Lorsque c’est au tour de S. de prendre la parole, il explique ce qui lui est arrivé au Soudan puis fait un résumé de son voyage. La présidente lui rappelle que sa demande d’asile a été rejeté juste aprés qu’il ait mentionné avoir fait l’objet de menaces. Son avocate explique dans quelles conditions il a fait sa demande d’asile et dans quelles conditions il a eu son entretien avec l’agent de protection. S. précise qu’il voulait demander l’asile en France mais n’a pas eu le temps de la faire, vu la rapidité avec laquelle il s’est fait arrêtté.

La procureure met en doute la volonté de S. de demander l’asile en France et soulève le fait que S. ait répondu à un interrogatoire en disant vouloir demander l’asile en Angleterre.
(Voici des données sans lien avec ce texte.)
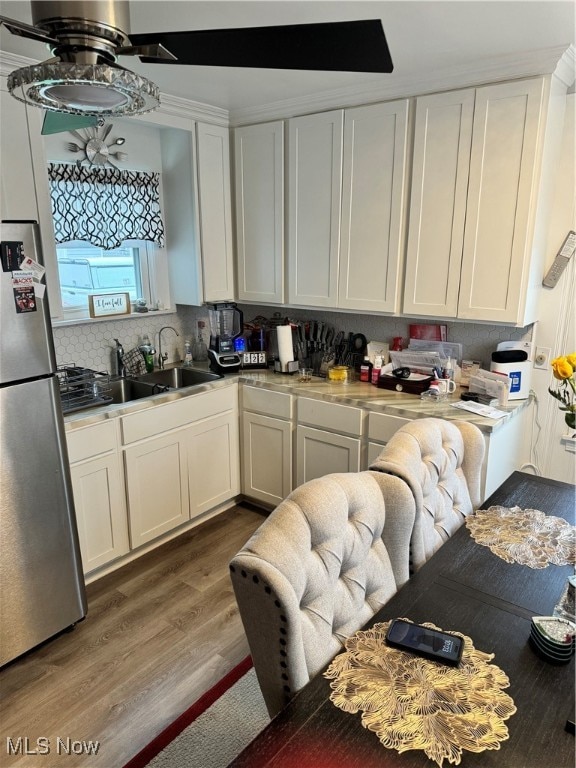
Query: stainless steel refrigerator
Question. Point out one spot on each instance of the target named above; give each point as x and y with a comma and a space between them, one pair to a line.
41, 582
S. parle d’un problème de traduction manifeste lors de ses auditions (...)

L’avocate rappelle le contexte dans lequel se tient ce procès et plaide sur le fond après avoir plaidé la nullité de forme. Ell estime que la procureure méconnait la CEDH et la Convention de Geneve. Ce à quoi la procureure répond qu’il n’y a pas de raison de considerer que S. craint pour sa vie en retournant au Soudan, puisqu’il va être expulsé à Khartoum et non pas au Darfour. L’avocate précise que des rapports d’ONG et de l’ONU indique que l’ensemble du pays est dangereux. Elle explique aussi que S. a vu un médecin qui a confirmé qu’il a subi des tortures... et rappelle les conditions de dépot et d’entretien pour la demande d’asile. Ele cite des jurisprudences afin d’expliquer à la présidente que son tribunal est incompétent pour juger de ce refus d’embarquer ( soustraction à l’éxecution de l’OQTF) car la durée de rétention n’était pas encore terminée. La procureure ne partage pas son point de vue. L’avocate fini son plaidoyer en indiquant à la juge que renvoyer S. à Khartoum serait le condamner à mort.

La présidente lève l’audience. Délibéré le 22 juin à 14h.